When Christine Pride and Jo Piazza started co-writing the book We Are Not Like Them, they capital to aught in on a abreast friendship. “We capital abounding humanity, presence, and ambit [for] all of the characters that were allotment of the story,” says Pride, who’s a above Simon & Schuster editor. Sounds accessible enough, right? But their artifice could calmly accept led them bottomward a aberrant path, against a public-service-announcement packaged by a book publisher.

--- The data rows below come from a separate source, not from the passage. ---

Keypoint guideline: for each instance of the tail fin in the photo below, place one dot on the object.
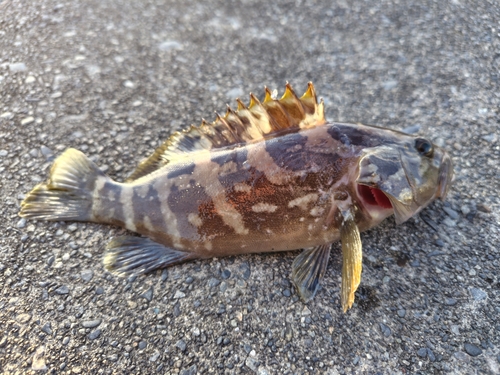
(67, 195)
(139, 255)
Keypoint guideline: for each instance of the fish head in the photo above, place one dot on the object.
(405, 175)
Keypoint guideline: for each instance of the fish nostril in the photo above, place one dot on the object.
(424, 147)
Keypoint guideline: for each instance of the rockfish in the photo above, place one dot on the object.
(270, 176)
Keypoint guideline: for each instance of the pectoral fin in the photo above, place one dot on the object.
(351, 259)
(308, 270)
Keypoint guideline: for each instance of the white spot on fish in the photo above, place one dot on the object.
(302, 202)
(126, 199)
(147, 224)
(264, 207)
(195, 219)
(317, 211)
(242, 188)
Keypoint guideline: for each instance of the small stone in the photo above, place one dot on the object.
(23, 318)
(213, 282)
(62, 290)
(439, 243)
(178, 294)
(47, 329)
(193, 370)
(169, 45)
(91, 323)
(95, 334)
(450, 301)
(21, 223)
(422, 352)
(128, 84)
(181, 344)
(27, 120)
(38, 362)
(478, 294)
(472, 349)
(148, 295)
(17, 67)
(46, 151)
(386, 331)
(451, 213)
(155, 356)
(87, 275)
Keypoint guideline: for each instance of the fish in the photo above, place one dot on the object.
(273, 175)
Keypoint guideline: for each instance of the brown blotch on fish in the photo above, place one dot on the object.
(268, 176)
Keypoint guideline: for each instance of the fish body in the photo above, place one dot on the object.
(272, 176)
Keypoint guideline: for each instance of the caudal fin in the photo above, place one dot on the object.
(67, 195)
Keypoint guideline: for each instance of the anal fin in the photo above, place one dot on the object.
(139, 255)
(352, 256)
(308, 270)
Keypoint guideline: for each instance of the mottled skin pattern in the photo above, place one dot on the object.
(278, 194)
(272, 176)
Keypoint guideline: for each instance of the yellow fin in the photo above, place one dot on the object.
(258, 120)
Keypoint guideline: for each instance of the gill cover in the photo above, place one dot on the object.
(403, 175)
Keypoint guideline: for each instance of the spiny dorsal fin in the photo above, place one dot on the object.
(247, 124)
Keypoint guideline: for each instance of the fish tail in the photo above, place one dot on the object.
(68, 193)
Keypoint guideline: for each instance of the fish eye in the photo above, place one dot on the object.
(424, 147)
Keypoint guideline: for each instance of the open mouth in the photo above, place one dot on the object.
(374, 196)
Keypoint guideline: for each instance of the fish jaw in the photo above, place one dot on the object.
(375, 202)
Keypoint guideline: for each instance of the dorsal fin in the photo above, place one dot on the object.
(247, 124)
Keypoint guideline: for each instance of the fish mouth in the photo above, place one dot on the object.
(373, 197)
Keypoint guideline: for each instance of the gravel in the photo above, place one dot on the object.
(113, 79)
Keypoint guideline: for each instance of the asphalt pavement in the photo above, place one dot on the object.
(114, 78)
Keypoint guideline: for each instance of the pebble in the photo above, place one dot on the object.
(422, 352)
(46, 151)
(27, 120)
(38, 362)
(17, 67)
(472, 349)
(193, 370)
(47, 328)
(62, 290)
(91, 323)
(169, 45)
(178, 294)
(148, 295)
(478, 294)
(21, 223)
(87, 275)
(155, 356)
(213, 282)
(95, 334)
(451, 212)
(386, 331)
(181, 344)
(23, 318)
(450, 301)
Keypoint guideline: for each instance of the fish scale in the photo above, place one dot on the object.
(270, 176)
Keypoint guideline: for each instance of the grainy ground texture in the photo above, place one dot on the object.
(113, 78)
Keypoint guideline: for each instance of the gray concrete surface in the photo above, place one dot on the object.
(114, 78)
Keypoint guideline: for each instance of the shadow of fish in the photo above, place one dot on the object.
(270, 176)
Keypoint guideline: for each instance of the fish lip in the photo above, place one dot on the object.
(373, 198)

Instead, We Are Not Like Them has becoming starred industry reviews, been best for Acceptable Morning America’s book club, and called as an Amazon editors’ aces for Best Fiction & Literature aback its October release.
The atypical introduces two best accompany in abreast Philadelphia: a Black account reporter, Riley, and a white, abundant homemaker, Jen. Their accord is put to the analysis aback Jen’s husband, a bounded badge officer, shoots Justin, a Black teenager, while in following of a abomination suspect. Riley accomplish in to awning the account event, putting her accord with Jen in accident — and on the news. They’ve been best accompany aback kindergarten, but never absolutely talked about chase before. Now they charge start.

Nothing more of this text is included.